A sharp passing sequence released Agudelo into the penalty area and a late tackle tripped him up. After a short debate amongst a few players, Bunbury stepped up to rifle the ball cleanly into the net. The goal was just reward for the effort expended by two forwards and other players determined to get back the goal they conceded in the 54th minute.
“They both seem to find good spots in terms of holding on to balls but also coming underneath, and as you work with these young guys in camp you see the potential,” said Bradley. “There still are little things that need a lot of work. A lot has to happen quickly for both of them. Hopefully we can keep moving them in the right direction.”
Bunbury’s father, Alex, ended his playing career with Kansas City, the team that claimed Bunbury -- the 2009 Hermann Trophy winner -- out of the University of Akron a year ago with the No. 2 overall pick in the 2010 SuperDraft. Peter Vermes, Kansas City’s head coach, is himself the son of a former professional player, and Bunbury appreciates how Vermes let him find his feet in the pro game. As a rookie Bunbury played 26 of 30 games (13 starts), scored five goals, and notched two assists.
“A lot of it was just the speed of play and trying to think faster,” said Bunbury while echoing what most college products believe is the major adjustment. “Preseason really helped me get ready for the regular season, so when that came I was ready to go. My coach brought me in slowly but surely and that really helped develop me as a player.
“About halfway through I started picking my game up and now I’m just trying to get better. My first MLS season, I think I did well, but I’m striving for more. I’m not satisfied with what I did last year. I have to focus on what I can control and what I can do right now.”
Alex Bunbury also played in Portugal and England, and scored 16 goals from 1986 to 1997 for Canada. He and his son talk a lot about the game and areas of improvement necessary for continued success in 2011, a season of high expectations during which Sporting Kansas City will welcome Mexican attacker Omar Bravo and open its new stadium in June. He doesn't turn 21 until next month but growing up fast is part of the pro life.
“He’s always watching my games and giving me advice,” Teal Bunbury says. “I talk to him regularly. He always tells me to be humble, to be determined but not overconfident. Overall he’ll just talk about everything.
“After my games he’ll critique me, telling me what I did well and what I need to work on. He’s always there for a helpful hand and so is my mom. She traveled around with my dad everywhere, so she knows about that life. She’s just a loving mother who really cares. They went through those ups and downs of a pro athlete with my dad.”
His U.S. career, though brief, has affected him deeply.

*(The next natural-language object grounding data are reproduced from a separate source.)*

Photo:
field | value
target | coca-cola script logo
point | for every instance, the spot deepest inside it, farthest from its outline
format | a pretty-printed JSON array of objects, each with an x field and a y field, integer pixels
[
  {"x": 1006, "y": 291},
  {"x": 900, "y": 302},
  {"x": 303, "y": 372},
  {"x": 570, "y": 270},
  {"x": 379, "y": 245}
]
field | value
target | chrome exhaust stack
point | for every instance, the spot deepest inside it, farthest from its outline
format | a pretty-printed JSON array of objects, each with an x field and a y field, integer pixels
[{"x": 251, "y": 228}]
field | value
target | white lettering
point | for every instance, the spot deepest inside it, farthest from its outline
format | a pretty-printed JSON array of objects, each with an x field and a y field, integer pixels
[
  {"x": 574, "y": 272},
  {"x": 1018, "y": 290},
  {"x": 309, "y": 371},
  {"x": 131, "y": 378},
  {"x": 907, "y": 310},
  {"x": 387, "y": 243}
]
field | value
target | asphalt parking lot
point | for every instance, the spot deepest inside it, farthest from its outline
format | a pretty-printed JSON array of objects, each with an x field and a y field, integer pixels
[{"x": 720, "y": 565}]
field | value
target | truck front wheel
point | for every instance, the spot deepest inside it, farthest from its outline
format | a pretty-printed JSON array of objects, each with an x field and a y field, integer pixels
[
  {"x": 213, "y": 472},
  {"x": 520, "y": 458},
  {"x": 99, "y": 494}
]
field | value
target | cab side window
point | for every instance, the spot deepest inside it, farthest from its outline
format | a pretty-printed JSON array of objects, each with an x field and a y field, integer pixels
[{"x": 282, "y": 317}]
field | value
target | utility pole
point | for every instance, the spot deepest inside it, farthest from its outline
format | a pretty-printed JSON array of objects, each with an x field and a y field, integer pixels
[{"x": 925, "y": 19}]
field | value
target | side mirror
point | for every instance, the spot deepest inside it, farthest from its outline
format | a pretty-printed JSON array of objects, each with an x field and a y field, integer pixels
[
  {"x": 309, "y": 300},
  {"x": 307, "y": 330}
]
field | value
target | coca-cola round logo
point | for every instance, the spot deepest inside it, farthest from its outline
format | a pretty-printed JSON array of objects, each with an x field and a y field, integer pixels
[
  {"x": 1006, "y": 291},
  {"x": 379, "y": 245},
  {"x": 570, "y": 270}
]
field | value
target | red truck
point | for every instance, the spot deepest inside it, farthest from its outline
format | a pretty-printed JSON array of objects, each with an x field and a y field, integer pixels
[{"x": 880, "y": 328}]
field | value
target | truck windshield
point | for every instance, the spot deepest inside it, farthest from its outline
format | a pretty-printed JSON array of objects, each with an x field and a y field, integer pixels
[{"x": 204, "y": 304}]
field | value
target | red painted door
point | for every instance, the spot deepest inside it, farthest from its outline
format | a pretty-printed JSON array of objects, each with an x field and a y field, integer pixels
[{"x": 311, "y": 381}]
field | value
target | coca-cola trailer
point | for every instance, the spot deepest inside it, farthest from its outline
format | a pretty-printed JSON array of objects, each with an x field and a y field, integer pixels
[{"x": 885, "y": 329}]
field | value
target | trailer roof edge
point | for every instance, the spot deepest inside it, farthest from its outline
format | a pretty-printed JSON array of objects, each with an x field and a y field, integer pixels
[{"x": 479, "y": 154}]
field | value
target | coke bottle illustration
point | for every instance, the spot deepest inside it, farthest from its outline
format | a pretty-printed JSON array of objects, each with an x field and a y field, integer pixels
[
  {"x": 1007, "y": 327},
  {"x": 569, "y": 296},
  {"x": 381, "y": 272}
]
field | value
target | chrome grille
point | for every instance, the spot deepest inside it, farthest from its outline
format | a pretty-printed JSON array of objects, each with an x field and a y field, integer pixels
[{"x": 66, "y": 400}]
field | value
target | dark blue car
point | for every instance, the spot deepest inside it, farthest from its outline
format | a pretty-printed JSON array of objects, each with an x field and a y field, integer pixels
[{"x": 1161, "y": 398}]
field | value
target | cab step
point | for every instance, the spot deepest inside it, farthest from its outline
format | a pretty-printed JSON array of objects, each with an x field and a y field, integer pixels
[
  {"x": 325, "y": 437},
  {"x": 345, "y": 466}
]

A few months after watching the World Cup from South Africa on television, there he was Nov. 17 in Cape Town, on the Green Point Stadium field, coming on as a halftime sub. Agudelo entered in the 61st minute and with five minutes left netted the game’s only goal. It was a dream debut for both of them.

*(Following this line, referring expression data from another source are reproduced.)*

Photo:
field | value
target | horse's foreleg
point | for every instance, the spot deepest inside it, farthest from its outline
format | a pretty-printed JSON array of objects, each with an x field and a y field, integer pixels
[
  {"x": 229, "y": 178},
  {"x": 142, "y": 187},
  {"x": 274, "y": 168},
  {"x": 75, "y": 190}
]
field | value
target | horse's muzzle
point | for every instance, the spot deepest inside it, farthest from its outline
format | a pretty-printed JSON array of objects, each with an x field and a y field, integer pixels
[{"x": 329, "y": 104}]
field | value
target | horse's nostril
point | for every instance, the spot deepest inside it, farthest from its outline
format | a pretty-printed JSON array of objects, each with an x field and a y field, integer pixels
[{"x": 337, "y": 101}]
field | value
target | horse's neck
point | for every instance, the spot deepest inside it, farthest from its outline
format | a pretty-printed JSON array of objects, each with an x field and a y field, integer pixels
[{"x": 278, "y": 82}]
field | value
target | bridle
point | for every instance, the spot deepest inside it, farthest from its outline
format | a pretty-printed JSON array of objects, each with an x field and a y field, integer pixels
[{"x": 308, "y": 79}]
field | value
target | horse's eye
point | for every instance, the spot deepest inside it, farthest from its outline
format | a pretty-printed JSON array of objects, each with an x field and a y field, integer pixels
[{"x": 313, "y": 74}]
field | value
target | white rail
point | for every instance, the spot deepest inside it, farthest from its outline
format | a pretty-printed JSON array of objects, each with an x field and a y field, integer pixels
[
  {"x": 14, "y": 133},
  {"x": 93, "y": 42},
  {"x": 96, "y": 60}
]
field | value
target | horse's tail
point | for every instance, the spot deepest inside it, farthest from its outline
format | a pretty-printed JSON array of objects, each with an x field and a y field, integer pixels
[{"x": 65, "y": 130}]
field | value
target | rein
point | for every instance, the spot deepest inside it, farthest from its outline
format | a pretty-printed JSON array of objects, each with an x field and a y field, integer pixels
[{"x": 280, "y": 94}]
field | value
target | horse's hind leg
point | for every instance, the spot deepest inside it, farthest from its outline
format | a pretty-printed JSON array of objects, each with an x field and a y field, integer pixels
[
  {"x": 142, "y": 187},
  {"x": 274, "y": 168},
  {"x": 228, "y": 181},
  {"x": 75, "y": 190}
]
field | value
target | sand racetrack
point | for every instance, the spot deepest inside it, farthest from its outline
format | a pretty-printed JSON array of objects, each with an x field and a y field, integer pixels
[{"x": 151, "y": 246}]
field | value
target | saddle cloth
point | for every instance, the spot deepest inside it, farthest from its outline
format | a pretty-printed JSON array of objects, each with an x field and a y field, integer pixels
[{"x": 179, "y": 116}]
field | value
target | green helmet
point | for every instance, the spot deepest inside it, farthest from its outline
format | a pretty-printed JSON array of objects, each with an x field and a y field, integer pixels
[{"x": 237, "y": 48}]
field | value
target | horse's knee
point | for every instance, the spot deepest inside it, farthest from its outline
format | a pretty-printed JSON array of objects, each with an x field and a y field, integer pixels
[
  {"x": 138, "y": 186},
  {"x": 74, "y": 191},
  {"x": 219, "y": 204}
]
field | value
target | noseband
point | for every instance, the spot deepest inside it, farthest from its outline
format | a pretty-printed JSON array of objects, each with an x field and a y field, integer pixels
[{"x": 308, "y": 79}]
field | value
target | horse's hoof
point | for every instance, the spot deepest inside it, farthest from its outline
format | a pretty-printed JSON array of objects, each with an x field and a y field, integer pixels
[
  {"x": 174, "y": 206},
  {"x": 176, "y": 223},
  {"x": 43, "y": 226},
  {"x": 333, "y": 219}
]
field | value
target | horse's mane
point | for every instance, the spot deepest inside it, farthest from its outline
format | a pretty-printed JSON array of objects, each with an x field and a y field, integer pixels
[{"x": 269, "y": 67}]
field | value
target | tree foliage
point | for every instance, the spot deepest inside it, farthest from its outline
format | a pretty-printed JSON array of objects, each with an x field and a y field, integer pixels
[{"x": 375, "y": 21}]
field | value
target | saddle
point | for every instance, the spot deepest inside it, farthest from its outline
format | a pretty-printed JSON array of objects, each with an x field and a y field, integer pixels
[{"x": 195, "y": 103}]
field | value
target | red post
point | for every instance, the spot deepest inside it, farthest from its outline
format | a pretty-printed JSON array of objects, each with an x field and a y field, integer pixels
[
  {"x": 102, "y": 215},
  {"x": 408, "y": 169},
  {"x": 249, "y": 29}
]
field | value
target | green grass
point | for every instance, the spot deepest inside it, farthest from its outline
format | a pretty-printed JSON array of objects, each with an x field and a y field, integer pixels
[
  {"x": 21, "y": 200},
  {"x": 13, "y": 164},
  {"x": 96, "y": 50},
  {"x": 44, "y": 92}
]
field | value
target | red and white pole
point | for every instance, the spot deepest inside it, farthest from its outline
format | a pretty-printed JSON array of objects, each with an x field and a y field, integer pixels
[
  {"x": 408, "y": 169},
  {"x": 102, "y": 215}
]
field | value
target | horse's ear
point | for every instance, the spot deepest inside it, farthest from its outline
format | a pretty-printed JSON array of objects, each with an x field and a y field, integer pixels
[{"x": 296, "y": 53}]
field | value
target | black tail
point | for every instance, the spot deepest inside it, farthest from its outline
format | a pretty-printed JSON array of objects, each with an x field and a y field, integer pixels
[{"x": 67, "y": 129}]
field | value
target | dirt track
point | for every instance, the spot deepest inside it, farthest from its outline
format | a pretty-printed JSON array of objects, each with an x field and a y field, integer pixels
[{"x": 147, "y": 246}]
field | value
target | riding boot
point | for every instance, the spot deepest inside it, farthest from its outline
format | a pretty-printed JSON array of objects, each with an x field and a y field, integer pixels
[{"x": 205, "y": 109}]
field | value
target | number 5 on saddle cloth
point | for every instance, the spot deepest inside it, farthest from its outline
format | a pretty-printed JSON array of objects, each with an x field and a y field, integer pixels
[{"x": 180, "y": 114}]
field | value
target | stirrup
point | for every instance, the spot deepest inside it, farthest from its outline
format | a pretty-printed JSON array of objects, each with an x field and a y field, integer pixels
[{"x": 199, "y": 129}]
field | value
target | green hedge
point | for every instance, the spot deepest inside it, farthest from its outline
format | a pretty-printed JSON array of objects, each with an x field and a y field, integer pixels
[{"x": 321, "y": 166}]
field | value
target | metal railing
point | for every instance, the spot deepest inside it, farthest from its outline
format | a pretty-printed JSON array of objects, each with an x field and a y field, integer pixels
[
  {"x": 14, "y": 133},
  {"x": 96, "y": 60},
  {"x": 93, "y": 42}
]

“Watching a game on TV, you can hear the vuvuzuelas and they’re really loud,” Bunbury says, “but when I was walking onto the field for the first time and they were going, you had to be about a foot away to hear someone.
“That in itself was amazing, just how different is the culture and how into the game they are and how much soccer intelligence they have. It’s hard to find words to say how amazing it was, but I will cherish it forever."